May 14, 2021
Aventine, a non-profit research institute dedicated to covering the impact of significant technological advancements, recently featured Soft Robotics in an in-depth feature diving into the past, present, and future of robotics.
Our mGrip gripper technology is highlighted in the six-chapter feature as one of the innovative robotic systems ushering in a new era of automation. We’d like to thank Aventine for recognizing our ongoing efforts to revolutionize the way robotics are incorporated into manufacturing, packaging, and other related fields.
Here is a brief excerpt from the piece, The Next Generation of Robots is Here:
“That’s a mess of stuff right there,” said Mark Chiappetta, pointing to a bin piled two feet deep that looked like a haul from a manic spree through Walmart: bags of Tide Pods, a box of pencils, mascara sticks and lipstick tubes in their packaging, dish towels and even a couple of rubber ducks.
Over it loomed a robot, busy at work. As Chiappetta watched, it reached down into the bin, grabbed an item, lifted it out, dropped it into another container six feet away, then started the whole process again. The body of the robot was pretty standard — thick steel with an arm that can bend at what looks like an elbow joint. It’s the hand — or the gripper, as it’s known –– that’s peculiar. This particular gripper is the invention of Chiappetta’s firm, Soft Robotics: four, thick fingers made of bright blue inflatable rubber. As they opened and closed, jiggling slightly each time, they looked vaguely like octopus tentacles. They neatly grabbed a rubber duck by its head, then went back to nab a dish towel.

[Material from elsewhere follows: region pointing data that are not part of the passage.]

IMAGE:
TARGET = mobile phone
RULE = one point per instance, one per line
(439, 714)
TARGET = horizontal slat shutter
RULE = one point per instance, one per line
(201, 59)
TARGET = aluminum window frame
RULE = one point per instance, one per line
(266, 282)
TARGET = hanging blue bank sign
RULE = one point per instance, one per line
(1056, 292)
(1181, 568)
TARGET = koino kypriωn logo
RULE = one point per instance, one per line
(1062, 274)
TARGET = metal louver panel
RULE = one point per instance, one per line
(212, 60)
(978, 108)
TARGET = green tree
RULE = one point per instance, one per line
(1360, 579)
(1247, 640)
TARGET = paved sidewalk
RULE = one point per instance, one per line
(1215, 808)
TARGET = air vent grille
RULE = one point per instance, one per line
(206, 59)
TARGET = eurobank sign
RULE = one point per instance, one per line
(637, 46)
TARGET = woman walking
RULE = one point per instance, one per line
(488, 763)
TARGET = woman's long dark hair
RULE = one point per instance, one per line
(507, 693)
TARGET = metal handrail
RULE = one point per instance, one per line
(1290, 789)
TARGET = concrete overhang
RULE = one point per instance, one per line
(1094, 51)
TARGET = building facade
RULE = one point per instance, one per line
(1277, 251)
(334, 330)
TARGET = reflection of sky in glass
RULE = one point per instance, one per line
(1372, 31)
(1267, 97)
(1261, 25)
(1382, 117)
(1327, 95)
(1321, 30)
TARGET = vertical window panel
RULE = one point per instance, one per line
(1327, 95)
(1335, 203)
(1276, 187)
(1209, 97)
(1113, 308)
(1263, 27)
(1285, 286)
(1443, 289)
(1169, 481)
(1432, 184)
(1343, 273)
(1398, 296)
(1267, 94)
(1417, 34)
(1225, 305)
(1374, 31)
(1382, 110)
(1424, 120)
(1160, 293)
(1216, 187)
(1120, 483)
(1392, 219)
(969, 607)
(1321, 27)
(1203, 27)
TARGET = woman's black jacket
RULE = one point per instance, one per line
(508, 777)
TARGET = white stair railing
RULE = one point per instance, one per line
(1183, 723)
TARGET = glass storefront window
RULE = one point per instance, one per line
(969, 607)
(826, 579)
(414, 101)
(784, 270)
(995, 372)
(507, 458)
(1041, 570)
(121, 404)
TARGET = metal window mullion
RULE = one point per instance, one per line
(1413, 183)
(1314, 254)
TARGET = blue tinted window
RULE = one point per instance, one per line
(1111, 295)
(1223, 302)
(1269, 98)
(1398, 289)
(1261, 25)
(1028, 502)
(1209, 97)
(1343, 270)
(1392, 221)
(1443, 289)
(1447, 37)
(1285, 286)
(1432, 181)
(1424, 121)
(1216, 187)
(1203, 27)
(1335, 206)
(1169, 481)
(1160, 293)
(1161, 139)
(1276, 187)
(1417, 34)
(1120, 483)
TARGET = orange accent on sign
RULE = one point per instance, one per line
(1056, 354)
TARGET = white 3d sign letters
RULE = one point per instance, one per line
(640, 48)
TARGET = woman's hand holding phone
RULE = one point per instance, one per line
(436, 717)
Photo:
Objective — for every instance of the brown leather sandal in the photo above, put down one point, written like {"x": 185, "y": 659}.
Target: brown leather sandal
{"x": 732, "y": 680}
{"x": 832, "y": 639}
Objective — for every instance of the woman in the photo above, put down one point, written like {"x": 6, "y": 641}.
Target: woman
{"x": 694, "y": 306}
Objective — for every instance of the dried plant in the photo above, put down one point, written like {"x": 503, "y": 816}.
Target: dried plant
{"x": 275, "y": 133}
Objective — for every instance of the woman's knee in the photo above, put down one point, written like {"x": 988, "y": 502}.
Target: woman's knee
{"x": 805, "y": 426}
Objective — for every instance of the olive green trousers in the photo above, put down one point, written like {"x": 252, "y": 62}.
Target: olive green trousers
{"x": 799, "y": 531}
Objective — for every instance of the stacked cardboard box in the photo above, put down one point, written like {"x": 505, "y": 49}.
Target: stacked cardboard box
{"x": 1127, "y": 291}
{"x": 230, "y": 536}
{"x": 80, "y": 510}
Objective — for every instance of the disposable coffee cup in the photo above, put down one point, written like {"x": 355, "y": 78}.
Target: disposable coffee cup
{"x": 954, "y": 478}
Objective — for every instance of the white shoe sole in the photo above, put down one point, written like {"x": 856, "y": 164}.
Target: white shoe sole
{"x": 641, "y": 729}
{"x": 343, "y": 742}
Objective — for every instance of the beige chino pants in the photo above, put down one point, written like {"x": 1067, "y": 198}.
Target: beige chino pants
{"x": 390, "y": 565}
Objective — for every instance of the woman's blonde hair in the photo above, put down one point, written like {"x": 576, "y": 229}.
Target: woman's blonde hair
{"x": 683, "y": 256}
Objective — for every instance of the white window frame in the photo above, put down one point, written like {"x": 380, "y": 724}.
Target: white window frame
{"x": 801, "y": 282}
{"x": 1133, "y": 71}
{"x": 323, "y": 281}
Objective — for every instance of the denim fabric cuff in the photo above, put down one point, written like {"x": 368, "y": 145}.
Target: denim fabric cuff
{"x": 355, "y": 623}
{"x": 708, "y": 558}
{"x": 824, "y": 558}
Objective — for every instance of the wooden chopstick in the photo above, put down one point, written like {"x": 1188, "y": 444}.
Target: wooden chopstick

It’s unusual to make grippers out of inflatable rubber like this. Historically, robot grippers have been made of more rigid materials like metal or hard rubber because for decades, robots have mostly been used in heavy industry, like car and electronics assembly. Those traditional grippers aren’t great at picking up everyday objects, though, the way a human can. Chiappetta, Soft Robotics C.O.O., is part of a new generation of roboticists trying to fix that –– creating robots designed to be used for shipping and packing products in fields ranging from e-commerce to food preparation.